Jane ignored the tears running down her face. It seemed to be a day for crying after all. “You are speaking of treason, sa.”
“I am?” Hamilton tilted his head to one side, read through the avatar data Jane had been working on before he’d walked into the room. “What do you think I am suggesting?”
“A coup. The only person capable of legally engineering one is the OverSecretary. Any other discussion of ousting the legitimate Chairperson is tantamount to treason.”

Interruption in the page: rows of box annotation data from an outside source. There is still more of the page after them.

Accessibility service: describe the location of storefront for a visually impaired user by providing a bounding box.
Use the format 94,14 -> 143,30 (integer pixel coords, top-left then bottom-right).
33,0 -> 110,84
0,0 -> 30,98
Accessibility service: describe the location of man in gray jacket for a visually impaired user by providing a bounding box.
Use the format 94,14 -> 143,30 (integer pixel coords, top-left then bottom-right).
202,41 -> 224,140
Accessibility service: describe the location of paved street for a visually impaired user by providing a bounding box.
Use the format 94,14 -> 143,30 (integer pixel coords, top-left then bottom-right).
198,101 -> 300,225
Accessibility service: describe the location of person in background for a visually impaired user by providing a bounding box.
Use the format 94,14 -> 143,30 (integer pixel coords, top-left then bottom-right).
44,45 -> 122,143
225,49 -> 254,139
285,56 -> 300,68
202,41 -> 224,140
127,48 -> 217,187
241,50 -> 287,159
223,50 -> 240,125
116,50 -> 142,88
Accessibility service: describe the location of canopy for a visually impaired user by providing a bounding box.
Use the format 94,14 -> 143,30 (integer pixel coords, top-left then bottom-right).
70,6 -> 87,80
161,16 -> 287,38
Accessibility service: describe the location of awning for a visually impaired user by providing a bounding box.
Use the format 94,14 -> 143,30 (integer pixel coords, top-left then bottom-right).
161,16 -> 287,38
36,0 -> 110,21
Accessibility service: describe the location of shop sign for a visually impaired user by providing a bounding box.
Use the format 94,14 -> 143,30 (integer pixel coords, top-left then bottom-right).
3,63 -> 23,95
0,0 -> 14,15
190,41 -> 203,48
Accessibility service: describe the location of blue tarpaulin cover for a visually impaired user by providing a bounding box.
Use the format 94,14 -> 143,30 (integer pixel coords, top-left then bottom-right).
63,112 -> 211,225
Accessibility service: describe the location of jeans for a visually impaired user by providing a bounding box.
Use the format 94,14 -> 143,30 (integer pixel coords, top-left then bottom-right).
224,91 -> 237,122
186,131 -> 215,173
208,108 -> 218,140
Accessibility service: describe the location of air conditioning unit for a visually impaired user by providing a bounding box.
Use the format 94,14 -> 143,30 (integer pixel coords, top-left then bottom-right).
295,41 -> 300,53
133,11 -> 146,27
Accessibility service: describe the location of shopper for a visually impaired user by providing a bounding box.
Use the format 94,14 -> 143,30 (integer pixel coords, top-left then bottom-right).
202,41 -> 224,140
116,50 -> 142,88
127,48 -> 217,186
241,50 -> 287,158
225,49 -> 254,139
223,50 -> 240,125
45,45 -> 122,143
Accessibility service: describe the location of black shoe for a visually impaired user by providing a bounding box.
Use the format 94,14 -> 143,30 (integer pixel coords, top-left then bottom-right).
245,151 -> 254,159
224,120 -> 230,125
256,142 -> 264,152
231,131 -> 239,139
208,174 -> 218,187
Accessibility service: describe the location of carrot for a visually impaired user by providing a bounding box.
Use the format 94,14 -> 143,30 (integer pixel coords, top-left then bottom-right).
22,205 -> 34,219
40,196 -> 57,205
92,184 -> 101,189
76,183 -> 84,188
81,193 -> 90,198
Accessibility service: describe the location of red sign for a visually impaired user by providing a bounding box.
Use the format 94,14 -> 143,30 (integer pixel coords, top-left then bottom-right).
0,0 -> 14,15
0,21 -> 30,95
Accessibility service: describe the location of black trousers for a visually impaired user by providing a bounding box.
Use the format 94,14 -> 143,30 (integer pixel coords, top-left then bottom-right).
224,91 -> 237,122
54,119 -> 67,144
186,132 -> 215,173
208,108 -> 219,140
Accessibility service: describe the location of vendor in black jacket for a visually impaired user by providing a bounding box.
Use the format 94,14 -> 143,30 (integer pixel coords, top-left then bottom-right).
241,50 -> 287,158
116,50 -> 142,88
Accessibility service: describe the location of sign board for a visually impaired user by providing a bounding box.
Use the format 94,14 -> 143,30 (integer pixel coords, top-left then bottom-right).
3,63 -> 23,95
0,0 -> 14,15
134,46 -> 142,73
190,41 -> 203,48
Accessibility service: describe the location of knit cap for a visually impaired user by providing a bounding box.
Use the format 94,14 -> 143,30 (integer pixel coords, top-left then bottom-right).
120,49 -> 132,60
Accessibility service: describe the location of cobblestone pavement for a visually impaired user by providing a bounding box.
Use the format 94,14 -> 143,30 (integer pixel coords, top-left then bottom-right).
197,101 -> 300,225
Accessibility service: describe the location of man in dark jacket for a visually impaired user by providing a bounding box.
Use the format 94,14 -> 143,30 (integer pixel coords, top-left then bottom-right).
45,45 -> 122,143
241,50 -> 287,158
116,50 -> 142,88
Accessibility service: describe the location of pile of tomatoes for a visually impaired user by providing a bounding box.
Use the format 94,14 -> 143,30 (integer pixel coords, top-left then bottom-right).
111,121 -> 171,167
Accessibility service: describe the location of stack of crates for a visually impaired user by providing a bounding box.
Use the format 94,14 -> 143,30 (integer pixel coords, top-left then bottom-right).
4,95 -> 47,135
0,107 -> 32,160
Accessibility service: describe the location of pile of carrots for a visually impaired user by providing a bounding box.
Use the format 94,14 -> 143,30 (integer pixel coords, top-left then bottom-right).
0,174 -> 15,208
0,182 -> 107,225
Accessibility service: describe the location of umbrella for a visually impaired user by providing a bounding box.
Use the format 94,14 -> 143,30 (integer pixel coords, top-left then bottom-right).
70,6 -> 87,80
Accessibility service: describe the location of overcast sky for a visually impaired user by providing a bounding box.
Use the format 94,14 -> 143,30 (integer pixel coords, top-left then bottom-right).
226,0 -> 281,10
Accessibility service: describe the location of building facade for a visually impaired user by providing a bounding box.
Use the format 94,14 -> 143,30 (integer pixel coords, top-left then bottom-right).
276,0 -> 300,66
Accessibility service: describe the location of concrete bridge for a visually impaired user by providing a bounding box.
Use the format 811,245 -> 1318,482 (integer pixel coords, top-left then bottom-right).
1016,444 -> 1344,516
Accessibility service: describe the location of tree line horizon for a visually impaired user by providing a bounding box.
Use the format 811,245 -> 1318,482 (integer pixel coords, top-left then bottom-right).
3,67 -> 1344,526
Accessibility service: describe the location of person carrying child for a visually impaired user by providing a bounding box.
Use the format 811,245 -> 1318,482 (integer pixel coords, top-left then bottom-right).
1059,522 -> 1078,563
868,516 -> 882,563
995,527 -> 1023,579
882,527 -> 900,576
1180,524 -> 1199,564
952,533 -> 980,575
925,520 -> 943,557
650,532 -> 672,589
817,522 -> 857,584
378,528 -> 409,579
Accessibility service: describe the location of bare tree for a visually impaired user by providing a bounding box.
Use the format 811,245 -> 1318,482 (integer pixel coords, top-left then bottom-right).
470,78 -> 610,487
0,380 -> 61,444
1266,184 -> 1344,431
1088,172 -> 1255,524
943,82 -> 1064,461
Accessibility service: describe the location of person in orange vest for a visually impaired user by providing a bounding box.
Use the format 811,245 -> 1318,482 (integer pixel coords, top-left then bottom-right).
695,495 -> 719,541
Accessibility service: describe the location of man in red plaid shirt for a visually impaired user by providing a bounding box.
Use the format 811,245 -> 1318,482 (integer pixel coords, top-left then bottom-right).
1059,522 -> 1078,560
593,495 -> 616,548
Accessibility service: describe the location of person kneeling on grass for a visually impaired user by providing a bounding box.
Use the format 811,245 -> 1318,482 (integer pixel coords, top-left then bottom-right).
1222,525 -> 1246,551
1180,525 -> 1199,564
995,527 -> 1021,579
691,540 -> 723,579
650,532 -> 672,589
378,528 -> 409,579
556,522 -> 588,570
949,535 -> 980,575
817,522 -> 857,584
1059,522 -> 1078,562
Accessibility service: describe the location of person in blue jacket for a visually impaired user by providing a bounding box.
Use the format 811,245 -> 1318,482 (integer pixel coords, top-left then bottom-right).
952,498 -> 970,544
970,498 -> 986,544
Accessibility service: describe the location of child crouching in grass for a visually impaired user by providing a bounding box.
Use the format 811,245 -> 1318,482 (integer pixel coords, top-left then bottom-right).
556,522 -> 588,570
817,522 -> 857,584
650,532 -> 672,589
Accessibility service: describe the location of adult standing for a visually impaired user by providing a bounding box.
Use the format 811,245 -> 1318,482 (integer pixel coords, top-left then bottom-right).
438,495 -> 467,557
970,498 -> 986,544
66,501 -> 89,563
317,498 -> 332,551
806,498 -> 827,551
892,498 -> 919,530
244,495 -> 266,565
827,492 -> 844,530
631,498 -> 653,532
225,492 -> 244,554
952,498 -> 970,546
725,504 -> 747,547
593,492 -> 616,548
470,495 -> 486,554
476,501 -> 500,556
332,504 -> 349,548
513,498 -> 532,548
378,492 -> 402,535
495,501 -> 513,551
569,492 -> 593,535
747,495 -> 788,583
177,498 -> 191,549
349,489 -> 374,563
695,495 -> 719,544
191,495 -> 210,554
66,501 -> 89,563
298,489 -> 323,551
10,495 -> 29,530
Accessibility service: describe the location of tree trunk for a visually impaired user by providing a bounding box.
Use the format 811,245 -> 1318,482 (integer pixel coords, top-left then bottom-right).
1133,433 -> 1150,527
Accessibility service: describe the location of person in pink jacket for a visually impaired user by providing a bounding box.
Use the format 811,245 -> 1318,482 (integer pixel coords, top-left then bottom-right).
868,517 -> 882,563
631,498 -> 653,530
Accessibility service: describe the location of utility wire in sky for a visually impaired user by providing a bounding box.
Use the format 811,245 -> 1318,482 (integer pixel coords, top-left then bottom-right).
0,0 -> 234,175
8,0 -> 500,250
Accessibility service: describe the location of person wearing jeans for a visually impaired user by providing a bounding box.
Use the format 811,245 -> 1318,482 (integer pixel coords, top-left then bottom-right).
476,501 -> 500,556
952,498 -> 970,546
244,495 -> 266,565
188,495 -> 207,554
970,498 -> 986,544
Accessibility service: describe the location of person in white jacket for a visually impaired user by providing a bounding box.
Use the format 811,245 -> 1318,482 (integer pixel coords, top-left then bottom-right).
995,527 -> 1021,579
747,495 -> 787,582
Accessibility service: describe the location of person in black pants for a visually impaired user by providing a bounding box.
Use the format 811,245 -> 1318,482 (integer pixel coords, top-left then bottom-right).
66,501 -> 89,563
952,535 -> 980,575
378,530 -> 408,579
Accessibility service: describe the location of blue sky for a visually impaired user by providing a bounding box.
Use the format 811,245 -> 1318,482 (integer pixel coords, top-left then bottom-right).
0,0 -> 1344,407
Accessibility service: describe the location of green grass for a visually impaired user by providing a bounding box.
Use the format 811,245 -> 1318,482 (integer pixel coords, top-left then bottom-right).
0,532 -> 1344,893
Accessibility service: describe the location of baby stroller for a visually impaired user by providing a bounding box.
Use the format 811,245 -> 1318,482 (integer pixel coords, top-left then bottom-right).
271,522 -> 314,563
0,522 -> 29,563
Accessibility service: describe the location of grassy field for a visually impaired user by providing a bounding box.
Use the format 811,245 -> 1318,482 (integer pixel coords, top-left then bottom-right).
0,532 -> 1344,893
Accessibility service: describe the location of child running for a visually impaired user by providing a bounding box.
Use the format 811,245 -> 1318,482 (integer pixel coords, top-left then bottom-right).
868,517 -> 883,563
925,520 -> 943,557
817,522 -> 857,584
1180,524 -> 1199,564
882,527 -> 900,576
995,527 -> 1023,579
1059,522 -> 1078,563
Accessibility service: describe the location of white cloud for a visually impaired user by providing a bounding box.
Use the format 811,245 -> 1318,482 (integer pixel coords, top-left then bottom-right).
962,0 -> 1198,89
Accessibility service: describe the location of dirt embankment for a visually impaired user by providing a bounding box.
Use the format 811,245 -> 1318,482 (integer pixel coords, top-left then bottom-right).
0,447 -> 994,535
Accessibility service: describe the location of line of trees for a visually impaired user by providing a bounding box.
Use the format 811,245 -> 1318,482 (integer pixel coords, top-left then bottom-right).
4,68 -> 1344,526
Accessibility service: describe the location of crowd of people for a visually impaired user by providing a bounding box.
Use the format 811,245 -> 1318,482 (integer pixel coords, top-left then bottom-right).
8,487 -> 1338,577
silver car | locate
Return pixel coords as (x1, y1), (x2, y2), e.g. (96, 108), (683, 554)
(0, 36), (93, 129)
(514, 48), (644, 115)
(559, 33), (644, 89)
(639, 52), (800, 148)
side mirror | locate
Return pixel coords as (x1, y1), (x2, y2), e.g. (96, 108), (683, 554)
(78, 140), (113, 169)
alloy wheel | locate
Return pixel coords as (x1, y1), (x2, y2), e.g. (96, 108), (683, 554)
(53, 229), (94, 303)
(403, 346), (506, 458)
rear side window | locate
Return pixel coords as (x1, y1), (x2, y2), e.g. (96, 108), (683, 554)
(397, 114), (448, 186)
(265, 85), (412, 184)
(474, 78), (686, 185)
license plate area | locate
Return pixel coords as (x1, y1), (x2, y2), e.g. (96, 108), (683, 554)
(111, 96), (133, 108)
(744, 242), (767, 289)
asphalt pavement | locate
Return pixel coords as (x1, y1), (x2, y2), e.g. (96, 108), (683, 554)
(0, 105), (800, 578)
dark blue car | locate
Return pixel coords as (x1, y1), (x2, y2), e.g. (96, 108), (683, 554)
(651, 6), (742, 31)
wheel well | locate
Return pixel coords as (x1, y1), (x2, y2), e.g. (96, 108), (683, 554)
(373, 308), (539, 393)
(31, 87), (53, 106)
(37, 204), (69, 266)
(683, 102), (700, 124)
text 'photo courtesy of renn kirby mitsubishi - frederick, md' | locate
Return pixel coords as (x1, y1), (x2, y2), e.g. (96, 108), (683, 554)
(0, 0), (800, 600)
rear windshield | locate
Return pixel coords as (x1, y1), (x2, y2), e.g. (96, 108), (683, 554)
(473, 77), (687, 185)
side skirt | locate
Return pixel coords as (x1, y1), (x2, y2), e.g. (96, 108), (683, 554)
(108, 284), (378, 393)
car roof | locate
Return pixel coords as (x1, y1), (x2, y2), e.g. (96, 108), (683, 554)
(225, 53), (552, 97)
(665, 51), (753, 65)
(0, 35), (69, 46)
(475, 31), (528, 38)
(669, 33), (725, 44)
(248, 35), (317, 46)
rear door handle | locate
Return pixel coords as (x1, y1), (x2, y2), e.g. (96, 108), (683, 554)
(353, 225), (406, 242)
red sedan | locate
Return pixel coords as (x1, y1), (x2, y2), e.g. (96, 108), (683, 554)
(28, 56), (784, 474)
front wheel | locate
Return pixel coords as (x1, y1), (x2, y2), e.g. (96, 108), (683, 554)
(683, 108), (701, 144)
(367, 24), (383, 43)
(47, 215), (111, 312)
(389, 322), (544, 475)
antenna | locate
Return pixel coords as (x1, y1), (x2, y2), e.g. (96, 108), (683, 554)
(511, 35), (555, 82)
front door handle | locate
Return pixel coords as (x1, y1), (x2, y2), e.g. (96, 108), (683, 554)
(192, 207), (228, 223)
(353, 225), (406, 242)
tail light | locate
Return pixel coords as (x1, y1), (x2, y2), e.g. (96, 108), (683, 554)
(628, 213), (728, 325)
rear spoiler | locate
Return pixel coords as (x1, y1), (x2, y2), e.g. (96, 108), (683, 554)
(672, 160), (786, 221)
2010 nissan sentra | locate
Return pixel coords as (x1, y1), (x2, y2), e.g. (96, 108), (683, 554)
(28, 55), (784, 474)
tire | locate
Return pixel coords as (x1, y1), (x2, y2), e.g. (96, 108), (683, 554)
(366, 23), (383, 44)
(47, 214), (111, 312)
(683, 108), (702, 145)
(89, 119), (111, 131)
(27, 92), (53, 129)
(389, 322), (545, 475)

“You misunderstand me, Si. I want Chairwoman Doans right where she is. Her goals for Latelyspace are, in their own way, exactly what we need. She is not wrong. We do need to grow. Though her loyalty vacillates, the Chairwoman’s endgame needs to remain. This planet alone plays home to more than thirty billion people. In many instances, this is more than some systems in Trinityspace. What I need is something more … esoteric.”
“I … I don’t … what do you want, then?”
Hamilton smiled again. “The man. Nickels. He is a lodestone, Si Jane, a lodestone of change and a harbinger of destiny. Of this, I am certain. The Chairwoman imagines him to be a great destructor, an agent of chaos, a tool for Trinity’s own dark plans. Recently, I have had my horizons expanded. I have learned a thing, Si Jane, and it is this: Without chaos, there can be no order. Without destruction, no growth. Death brings life.”
Jane laughed again, this time with scorn. “Sa Nickels is at the center of every major catastrophe this planet has experienced since he made planetfall nearly two months ago, Sa Hamilton. I think you are mistaken.”